A oportunidade de visitar um oftalmologista veio dentro da Casa Imerys, projeto social da mineradora Imerys, com a implantação recente do Programa Oftalmológico, iniciativa da empresa que realizou em março de 2015 os primeiros atendimentos com foco específico para dois públicos do projeto. “Trabalhamos com turmas de reforço escolar e identificamos que muitas crianças tinham problemas de visão. Temos também turmas de idosos que fazem aulas de dança. Daí a ideia de fazermos atendimentos primeiro para esse público que já tem vínculo com a Casa”, explica Flávia Souza, analista de Projetos Sociais da Imerys.

 

A ação ocorreu dentro da Casa Imerys de Vila do Conde. No primeiro dia de atividades, um especialista realizou palestra sobre saúde dos olhos e fez exames de triagem dos pacientes. No segundo dia, as consultas foram realizadas em uma das salas da Casa, que recebeu um consultório para atendimento básico. Após a consulta, os pacientes que precisavam de correção receberam gratuitamente os óculos de grau.

 

Em meio à carência, uma oportunidade

 

Na primeira ação, o Programa Oftalmológico atendeu cerca de 80 pessoas, entre crianças e idosos, todos moradores de Barcarena.

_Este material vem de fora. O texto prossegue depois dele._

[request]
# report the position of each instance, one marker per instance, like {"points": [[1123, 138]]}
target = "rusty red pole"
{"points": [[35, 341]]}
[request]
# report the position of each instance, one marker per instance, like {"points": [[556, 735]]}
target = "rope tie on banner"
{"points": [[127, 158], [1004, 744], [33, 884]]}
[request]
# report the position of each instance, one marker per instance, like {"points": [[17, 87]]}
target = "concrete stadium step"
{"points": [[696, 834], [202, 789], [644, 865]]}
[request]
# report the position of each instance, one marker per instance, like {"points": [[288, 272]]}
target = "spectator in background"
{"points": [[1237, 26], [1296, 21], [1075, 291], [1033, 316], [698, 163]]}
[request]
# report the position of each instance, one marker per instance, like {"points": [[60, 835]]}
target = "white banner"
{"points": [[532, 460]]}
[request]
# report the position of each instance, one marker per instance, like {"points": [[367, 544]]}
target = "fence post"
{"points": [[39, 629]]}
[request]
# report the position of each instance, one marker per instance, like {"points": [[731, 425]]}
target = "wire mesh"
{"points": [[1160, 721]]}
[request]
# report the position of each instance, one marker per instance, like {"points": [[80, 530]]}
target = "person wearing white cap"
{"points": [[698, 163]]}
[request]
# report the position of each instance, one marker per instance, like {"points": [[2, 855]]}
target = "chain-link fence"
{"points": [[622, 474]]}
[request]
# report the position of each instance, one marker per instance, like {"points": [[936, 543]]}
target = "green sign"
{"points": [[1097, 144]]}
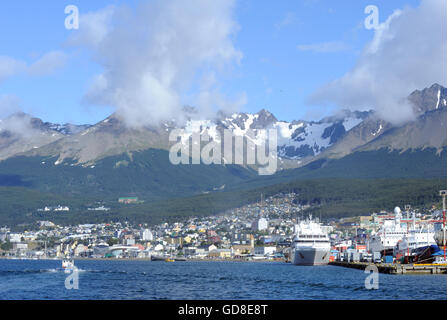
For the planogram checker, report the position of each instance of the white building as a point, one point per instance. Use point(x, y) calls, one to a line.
point(260, 224)
point(146, 235)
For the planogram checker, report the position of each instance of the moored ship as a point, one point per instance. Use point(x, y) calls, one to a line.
point(311, 245)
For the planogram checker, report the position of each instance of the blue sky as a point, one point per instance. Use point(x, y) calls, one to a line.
point(274, 72)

A região é carente e, para muitos, como Cássio, essa foi a primeira ida a um oftalmologista, especialidade médica que não está disponível na rede pública de saúde do município. “Se não fosse o programa talvez eu não comprasse os óculos. Não tenho condições. Sou agradecida porque sei que os óculos vão fazer diferença na educação e no dia a dia dele.”, resume Josiele Andrade, mãe de Cássio.

 

Para Maria Monteiro de Souza, moradora de Vila do Conde há 30 anos, o Programa Oftalmológico foi a oportunidade de atualizar o exame de rotina e trocar os óculos, item indispensável aos 62 anos. Com a iniciativa, a jovem senhora teve a comodidade de ser atendida gratuitamente perto de casa, com conforto, e ainda receber os óculos sem custo. Se tivesse que pagar pela consulta oftalmológica, pelo transporte e pela compra dos óculos, ela estima que gastaria entre R$ 1 mil e R$ 2 mil, um custo muito além do orçamento da aposentada. “Para mim foi muito bom porque foi um dinheiro que eu não gastei”, revela.